Mozilla has announced that it is to begin testing sponsored ads on its Firefox web browser.
Firefox’s vice president, Johnathan Nightingale, wrote in a blog post that the company is to begin experimenting with adverts and sponsored content in the coming weeks, which will appear on the boxes that appear when Firefox users launch a new tab on the browser.
“In the coming weeks, we’ll be landing tests on our pre-release channels to see whether we can make things like the new tab page more useful, particularly for fresh installs of Firefox, where we don’t yet have any recommendations to make from your history,” said Nightingale.
“These tests are purely to understand what our users find helpful and what our users ignore or disable.”
Currently, when a Firefox user launches a new tab, a new page appears with nine boxes of the user’s most-visited websites.
Nightingale added that the tests are not about generating revenue and none will be collected at this stage, and that sponsorship would be the next step once Firefox is confident that it can deliver “user value”.

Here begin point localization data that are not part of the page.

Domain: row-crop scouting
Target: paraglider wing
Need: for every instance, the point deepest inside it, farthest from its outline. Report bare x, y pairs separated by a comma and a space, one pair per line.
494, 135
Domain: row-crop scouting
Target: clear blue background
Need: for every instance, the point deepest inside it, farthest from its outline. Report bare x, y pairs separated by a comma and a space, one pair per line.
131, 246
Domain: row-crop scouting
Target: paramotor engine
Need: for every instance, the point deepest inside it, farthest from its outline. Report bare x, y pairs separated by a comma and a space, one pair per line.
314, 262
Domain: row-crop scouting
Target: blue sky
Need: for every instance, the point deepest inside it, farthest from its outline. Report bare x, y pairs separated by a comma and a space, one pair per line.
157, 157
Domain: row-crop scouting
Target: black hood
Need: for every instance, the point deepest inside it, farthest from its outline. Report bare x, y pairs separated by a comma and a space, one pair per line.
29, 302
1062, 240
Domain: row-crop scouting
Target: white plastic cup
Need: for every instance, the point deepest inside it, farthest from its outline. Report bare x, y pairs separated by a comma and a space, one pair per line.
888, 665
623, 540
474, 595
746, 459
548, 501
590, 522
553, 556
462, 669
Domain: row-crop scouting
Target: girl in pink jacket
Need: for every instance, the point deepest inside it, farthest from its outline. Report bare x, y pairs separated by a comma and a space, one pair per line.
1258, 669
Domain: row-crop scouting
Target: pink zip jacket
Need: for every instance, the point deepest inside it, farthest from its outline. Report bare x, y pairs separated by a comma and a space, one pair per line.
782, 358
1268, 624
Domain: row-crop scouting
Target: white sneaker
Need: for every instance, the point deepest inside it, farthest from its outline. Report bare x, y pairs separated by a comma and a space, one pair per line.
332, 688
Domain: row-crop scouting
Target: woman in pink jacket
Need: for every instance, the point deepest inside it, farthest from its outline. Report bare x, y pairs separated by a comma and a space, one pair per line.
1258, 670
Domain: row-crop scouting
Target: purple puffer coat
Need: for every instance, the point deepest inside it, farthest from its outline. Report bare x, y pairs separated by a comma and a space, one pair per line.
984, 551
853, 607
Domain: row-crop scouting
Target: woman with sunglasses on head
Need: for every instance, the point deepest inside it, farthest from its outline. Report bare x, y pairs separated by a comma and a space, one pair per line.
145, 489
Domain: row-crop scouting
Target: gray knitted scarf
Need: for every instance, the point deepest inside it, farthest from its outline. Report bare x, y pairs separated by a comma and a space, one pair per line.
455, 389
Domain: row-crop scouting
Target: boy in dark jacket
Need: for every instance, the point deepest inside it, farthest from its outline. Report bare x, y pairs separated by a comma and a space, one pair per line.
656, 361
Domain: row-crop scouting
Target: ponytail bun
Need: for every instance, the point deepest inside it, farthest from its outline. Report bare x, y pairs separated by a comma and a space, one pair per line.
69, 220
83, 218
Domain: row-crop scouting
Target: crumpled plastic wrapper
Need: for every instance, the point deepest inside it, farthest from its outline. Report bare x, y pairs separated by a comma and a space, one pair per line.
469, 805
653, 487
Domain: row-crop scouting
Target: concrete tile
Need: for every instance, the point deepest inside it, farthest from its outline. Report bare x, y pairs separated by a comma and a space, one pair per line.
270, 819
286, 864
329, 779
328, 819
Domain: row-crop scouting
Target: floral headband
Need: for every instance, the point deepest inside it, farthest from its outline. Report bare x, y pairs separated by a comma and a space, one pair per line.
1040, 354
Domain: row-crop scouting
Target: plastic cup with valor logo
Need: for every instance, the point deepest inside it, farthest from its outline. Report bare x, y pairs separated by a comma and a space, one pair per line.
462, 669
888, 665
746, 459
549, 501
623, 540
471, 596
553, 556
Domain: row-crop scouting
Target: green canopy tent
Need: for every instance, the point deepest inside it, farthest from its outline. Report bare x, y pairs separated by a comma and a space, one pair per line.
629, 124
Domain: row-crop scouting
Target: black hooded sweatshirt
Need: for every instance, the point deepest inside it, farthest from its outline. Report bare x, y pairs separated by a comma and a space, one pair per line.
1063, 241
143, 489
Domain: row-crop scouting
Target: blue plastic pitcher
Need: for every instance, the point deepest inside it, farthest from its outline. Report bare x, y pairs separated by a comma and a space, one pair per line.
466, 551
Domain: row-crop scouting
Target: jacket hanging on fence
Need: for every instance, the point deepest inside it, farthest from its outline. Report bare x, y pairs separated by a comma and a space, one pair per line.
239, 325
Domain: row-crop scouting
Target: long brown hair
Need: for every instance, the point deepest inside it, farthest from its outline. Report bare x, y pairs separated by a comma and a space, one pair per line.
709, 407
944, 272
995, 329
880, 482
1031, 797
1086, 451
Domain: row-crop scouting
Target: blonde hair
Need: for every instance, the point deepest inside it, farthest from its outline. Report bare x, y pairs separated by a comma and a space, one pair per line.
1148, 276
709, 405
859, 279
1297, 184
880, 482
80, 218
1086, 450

A few months ago Firefox announced that it would be experimenting with the tab page but the news was not well-received from users.
Nightingale said that the Firefox community found the language hard to decipher, and was worried that Mozilla was going to turn Firefox into a “mess of logos sold to the highest bidder; without user control, without user benefit.”
“That’s not going to happen,” Nightingale said. “That’s not who we are at Mozilla. But we will experiment.”